A veces creo que despertaré y reiré al darme cuenta de que todo era una pesadilla. Perdón, a veces creía. Llevamos en esto demasiadas semanas –el virus se detectó en diciembre de 2019-, como para seguir pensando que amanecer en otra realidad todavía es una opción.

En ocasiones bromeo con la singularidad del confinamiento; no es lo mismo no querer salir a la calle que no poder hacerlo; pero al final, en verdad, me domina poco la ansiedad y menos la angustia.

A pesar de que nuestra trama cotidiana parezca formar parte de una novela escrita por Saramago, desde su inmortalidad -en complicidad con el poder divino en el cual el escritor no creía-, me siento acompañada, me siento protegida y eso hay que agradecerlo.

Hay que agradecer a nuestros médicos, los que curan en Cuba y en el extranjero; los que salvan vidas humanas poniendo, tantas veces, la suya en riesgo; los que salen a trabajar con la preocupación de que su familia, a diferencia de otros momentos, también está expuesta a la posibilidad de enfermar. Los primeros solidarios, en cualquier rincón del mundo, son ellos. Ojalá se percataran, en un instante de lucidez, los que le critican a Cuba su vocación de hermana.

También hay que dar gracias a enfermeras y enfermeros, investigadores, técnicos y los que en cada instalación se ocupan de la logística; cada uno de ellos encarna un rol protagónico en esta realidad desmesurada que nos ha tocado vivir, con sensaciones de ficción.

Agradezco y admiro, aunque todavía no se lo he dicho, a la doctora que pasa diariamente a indagar cómo estamos. En cuanto le respondo “todo bien” me quedo pensando en las muchas cuadras que caminará con ese nasobuco que hace densa la respiración; en todas las puertas que tocará como parte de su pesquisa; mientras, nosotros, solo tenemos que permanecer, a salvo, del otro lado.

Doy gracias, desde la lejanía, por la ecuanimidad y preparación con las que el doctor Francisco Durán, director nacional de Epidemiología, ofrece sus conferencias de prensa.
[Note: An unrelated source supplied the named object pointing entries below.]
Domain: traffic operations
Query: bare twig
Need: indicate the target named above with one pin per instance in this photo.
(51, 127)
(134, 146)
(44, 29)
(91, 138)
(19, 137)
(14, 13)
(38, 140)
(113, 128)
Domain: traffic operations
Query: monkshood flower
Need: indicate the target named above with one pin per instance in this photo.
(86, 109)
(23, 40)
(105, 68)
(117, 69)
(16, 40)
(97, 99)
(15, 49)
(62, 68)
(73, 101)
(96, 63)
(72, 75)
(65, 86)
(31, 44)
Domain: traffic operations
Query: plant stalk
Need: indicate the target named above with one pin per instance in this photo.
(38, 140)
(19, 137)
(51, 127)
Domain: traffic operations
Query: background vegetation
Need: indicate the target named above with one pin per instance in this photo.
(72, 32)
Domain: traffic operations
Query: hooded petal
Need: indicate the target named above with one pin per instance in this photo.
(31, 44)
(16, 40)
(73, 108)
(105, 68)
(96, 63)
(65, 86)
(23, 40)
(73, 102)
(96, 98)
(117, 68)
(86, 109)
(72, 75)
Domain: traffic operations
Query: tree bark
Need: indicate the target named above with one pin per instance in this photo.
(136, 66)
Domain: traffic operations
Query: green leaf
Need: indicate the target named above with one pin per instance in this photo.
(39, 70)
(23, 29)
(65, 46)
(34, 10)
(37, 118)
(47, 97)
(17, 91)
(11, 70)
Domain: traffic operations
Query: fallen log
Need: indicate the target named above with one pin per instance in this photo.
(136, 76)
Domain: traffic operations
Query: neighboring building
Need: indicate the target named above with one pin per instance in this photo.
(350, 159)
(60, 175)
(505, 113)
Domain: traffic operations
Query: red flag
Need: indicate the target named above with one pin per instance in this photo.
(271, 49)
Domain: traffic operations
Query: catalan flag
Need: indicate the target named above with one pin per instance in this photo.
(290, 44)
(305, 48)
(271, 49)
Para casi todos los cubanos, no hay momento más esperado en el día.

Por último, no tengo más que gratitud para nuestros actores de Gobierno. En sus rostros van ganando espacio los signos de cansancio y aun así nos transmiten fuerza. Nos llaman a protegernos con mascarillas y dan el primer ejemplo; nos aseguran salarios para permanecer en casa; nos afirman que comida y recursos de aseo básicos, aunque no en abundancia, estarán garantizados para todos.

Saben que no podrán librarnos de las colas, pero nos piden que de ellas libremos a niños y mayores, y que mantengamos el distanciamiento. Nos convencen de que una isla pobre y criminalmente bloqueada encontrará reservas en las cuales afincarse. Nos prometen que viviremos y venceremos. ¿Cuántas noches en vela costará hallar las soluciones para poder darnos mensajes de seguridad, de aliento?

Tanto compromiso hay que pagarlo con confianza, con fe. Juntos y echando mano a nuestras tristemente largas experiencias en gestión de crisis, saldremos adelante. Por manifestar esa certeza ya fui agredida y seguro me volverá a pasar; pues se sabe que, en ocasiones, de la COVID-19 se sirven, como enfermedades oportunistas, la ignorancia y la mala voluntad.

Finalizando estas letras mi esposo regresa de una salida necesaria, mi concentración vuelve a evadirse para recordarle que debe cumplir con los pasos 1 y 2 del protocolo hogareño: limpiarse la suela de los zapatos en solución de hipoclorito y quitárselos antes de entrar. Al retomar el texto me atrevo a imaginar, un tanto iconoclasta, si los que tienen a su cargo la inconmensurable responsabilidad de tantas vidas nuestras también protegerán a sus familias dejando los zapatos fuera de sus casas… aunque, por el ritmo de trabajo que llevan, parecieran dormir con ellos puestos, o no dormir nada.

Ahora sí debo acabar. Por cada párrafo de texto escrito, Ernesto ha gritado tres veces mamá; yo he tratado de mantener la integridad de mi acto creativo y le he pedido que sea un niño bueno y me deje terminar; porque si humanitario es hacer todo lo posible, desde cualquier ámbito y posición, para salvar vidas; de humanos es ser dignos y vivir, para dar gracias.